Mission Structure
Take a look at the Mission.xsd in the Schemas folder of the root directory where Malmö is installed. In there you will find Schema definitions for elements that form the overall structure of Missions. The general structure of a Mission XML can be inferred from there and from the tutorial code examples provided as such:
<Mission>
<About>
<Summary>A Summary of the Mission</Summary>
<Description>A more detailed Description of the Mission</Description>
</About>
<ModSettings>
<MsPerTick>50</MsPerTick>
<PrioritiseOffscreenRendering>false</PrioritiseOffscreenRendering>
</ModSettings>
<ServerSection>
<ServerInitialConditions>
<Time>
<StartTime>1000</StartTime>
<AllowPassageOfTime>false</AllowPassageOfTime>
</Time>
<Weather>clear</Weather>
<AllowSpawning>false</AllowSpawning>
</ServerInitialConditions>
<ServerHandlers>
<!-- One of the following:
<FlatWorldGenerator>, <FileWorldGenerator> and
<DefaultWorldGenerator>
...
</ChosenWorldGenerator>
-->
<!-- Some number of the following:
<DrawingDecorator>, <MazeDecorator>,
<ClassroomDecorator> and <SnakeDecorator>
...
</ChosenDecorator>
-->
<!-- Some number of the following:
<ServerQuitFromTimeUp> and
<ServerQuitWhenAnyAgentFinishes>
...
</ChosenQuitProducer>
-->
</ServerHandlers>
</ServerSection>
<AgentSection>
<!-- Some number of the following.
Note: AgentMissionHandlers are defined as a large xs:group in Mission.xsd
These include: Observation Producers, Reward Handlers, Command Handlers,
and Agent Quit Producers
<AnAgentMissionHandler>
...
</TheAgentMissionHandler>
-->
</AgentSection>
</Mission>
Hopefully the above gives a good representation of what Missions look
like in Malmö.
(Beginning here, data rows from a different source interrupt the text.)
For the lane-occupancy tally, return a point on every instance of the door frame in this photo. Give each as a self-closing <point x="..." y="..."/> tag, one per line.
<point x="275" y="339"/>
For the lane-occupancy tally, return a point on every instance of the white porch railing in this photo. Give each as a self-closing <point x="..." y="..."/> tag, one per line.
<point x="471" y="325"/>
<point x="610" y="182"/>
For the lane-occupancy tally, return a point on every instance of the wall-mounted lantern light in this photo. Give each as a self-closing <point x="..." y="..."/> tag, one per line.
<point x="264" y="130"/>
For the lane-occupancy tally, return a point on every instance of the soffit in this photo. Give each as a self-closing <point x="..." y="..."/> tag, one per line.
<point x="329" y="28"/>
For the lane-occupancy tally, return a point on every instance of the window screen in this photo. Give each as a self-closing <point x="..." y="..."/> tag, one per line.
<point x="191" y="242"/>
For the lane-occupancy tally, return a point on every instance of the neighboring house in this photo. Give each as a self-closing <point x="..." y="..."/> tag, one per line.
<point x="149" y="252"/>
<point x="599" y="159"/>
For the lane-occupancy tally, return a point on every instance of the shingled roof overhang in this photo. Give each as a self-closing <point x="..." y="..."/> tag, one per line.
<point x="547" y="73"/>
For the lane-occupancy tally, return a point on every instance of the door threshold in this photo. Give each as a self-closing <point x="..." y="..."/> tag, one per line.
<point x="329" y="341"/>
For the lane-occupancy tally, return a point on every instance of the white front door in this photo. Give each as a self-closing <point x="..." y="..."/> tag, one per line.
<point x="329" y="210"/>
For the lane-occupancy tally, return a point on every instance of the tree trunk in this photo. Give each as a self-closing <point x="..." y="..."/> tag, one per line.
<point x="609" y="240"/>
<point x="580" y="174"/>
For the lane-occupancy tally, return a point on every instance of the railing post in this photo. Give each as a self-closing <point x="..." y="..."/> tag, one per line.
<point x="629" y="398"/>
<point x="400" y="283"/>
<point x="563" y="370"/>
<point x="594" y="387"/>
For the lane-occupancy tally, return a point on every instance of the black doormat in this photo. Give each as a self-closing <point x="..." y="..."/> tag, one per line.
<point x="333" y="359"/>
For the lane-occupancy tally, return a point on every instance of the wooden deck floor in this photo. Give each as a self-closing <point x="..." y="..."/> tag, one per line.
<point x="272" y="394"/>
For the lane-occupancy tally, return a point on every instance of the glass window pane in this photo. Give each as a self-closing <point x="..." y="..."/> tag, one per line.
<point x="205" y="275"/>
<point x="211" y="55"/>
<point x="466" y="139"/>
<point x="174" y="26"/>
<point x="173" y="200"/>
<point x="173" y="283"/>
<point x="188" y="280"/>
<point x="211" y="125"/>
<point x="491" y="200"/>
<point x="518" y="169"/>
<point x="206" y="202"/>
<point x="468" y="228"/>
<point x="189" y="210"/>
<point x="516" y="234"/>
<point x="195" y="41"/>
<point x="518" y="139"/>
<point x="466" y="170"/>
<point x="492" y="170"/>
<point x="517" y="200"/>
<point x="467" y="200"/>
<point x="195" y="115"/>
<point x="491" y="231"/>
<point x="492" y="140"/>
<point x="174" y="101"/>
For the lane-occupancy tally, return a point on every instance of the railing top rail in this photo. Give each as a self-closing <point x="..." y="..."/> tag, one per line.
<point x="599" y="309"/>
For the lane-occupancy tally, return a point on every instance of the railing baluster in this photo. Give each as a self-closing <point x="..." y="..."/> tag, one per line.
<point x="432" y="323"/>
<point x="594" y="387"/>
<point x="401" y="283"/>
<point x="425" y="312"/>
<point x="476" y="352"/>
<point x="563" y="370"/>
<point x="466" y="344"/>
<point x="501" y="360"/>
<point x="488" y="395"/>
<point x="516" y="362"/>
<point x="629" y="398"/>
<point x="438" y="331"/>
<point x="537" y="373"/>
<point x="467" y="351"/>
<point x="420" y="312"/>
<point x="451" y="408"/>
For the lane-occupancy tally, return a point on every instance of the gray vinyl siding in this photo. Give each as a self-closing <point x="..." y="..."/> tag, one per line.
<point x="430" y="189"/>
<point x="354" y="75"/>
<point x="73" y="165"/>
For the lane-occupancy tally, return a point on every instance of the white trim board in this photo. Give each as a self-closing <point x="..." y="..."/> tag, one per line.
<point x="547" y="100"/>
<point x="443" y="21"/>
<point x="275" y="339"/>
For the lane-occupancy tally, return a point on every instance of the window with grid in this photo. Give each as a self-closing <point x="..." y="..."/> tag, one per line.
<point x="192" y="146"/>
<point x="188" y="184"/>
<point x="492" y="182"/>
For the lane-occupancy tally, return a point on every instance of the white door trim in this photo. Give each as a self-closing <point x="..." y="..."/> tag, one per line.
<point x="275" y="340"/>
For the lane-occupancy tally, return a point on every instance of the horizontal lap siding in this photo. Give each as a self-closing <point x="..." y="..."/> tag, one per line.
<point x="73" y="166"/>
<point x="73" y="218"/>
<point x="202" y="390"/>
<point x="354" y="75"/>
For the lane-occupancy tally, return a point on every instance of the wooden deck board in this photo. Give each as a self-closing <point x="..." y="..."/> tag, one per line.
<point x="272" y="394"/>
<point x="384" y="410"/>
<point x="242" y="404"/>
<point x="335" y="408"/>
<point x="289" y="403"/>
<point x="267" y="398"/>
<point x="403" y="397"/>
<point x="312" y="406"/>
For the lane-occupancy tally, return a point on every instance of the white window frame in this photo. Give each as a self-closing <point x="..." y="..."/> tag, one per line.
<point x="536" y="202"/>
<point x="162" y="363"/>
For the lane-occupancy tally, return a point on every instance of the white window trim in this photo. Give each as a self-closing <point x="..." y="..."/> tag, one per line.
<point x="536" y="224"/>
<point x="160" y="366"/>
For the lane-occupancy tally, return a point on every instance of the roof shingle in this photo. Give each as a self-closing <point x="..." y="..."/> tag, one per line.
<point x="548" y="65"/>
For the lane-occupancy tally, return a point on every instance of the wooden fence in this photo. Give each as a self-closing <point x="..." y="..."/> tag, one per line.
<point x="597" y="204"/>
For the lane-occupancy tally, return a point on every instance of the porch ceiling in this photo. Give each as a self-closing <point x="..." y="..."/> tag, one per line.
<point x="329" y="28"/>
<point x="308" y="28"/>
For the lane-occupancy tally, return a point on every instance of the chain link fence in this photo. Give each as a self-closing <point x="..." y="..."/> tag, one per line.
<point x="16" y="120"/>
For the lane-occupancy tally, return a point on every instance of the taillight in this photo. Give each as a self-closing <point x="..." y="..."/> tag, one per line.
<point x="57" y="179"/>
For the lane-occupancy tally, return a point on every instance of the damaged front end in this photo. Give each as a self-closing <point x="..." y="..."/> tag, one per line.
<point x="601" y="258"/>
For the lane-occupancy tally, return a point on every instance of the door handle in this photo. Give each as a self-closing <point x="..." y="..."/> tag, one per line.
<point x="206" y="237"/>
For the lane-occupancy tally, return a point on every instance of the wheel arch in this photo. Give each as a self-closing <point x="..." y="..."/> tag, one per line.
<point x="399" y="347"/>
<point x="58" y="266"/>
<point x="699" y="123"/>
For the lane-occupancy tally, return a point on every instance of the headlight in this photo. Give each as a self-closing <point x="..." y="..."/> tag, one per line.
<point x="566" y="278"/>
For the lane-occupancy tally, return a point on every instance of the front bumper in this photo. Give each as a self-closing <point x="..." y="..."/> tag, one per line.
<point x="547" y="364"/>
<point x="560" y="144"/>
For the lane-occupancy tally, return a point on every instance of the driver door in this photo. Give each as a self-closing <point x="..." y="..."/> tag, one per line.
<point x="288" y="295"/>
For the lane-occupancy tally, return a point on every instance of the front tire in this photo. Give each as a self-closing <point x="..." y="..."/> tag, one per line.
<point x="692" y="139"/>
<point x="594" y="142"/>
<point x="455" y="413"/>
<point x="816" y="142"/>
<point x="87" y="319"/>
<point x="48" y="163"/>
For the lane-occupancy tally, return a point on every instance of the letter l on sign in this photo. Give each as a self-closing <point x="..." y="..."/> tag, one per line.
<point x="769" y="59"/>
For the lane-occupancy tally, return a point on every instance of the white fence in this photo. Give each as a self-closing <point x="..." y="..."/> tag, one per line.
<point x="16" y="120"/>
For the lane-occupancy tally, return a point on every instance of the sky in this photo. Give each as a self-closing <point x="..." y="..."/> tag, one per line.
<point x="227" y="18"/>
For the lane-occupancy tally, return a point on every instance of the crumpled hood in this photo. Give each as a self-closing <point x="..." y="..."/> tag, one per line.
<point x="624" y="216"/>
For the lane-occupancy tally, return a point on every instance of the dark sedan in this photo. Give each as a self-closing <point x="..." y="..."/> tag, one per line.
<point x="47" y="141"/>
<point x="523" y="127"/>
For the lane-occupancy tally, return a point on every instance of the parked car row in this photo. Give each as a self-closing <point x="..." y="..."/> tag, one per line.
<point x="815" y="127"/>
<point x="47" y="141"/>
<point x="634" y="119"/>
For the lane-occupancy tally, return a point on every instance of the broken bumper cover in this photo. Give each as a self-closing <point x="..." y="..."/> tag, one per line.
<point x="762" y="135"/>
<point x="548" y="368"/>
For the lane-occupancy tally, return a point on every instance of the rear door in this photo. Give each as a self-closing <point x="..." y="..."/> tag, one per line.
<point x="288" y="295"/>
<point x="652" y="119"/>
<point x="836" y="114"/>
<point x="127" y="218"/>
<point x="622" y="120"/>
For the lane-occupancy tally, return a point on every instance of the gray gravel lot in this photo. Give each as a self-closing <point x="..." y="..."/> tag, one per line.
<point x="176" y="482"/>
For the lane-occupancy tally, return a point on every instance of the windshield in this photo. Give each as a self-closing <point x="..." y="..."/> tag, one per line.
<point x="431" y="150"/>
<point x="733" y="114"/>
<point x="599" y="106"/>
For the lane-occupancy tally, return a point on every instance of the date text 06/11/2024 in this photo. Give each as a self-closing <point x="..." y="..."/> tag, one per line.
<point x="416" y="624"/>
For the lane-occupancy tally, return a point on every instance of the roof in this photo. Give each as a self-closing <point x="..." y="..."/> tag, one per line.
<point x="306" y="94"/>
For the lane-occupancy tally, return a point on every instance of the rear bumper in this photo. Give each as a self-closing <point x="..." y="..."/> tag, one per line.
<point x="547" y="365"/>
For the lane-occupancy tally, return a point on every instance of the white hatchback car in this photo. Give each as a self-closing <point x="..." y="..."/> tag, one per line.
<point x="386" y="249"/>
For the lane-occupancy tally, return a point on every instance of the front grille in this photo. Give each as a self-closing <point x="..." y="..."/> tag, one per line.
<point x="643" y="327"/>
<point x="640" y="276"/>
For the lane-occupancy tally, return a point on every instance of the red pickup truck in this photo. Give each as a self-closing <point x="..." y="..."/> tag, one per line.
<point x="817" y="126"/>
Wherever possible, common sensible values have been
replaced such as for the Weather and StartTime. XML comments are
defined using <!--
and -->
with the contents within.
The comments above talk about what is to be in place of the comments
in the given regions of the XML document.
Mission Handlers
This tutorial is focused on creating a new task, the Build Battle Task, and specifically for that we need a new Agent Mission Handler and in particular a Reward Handler.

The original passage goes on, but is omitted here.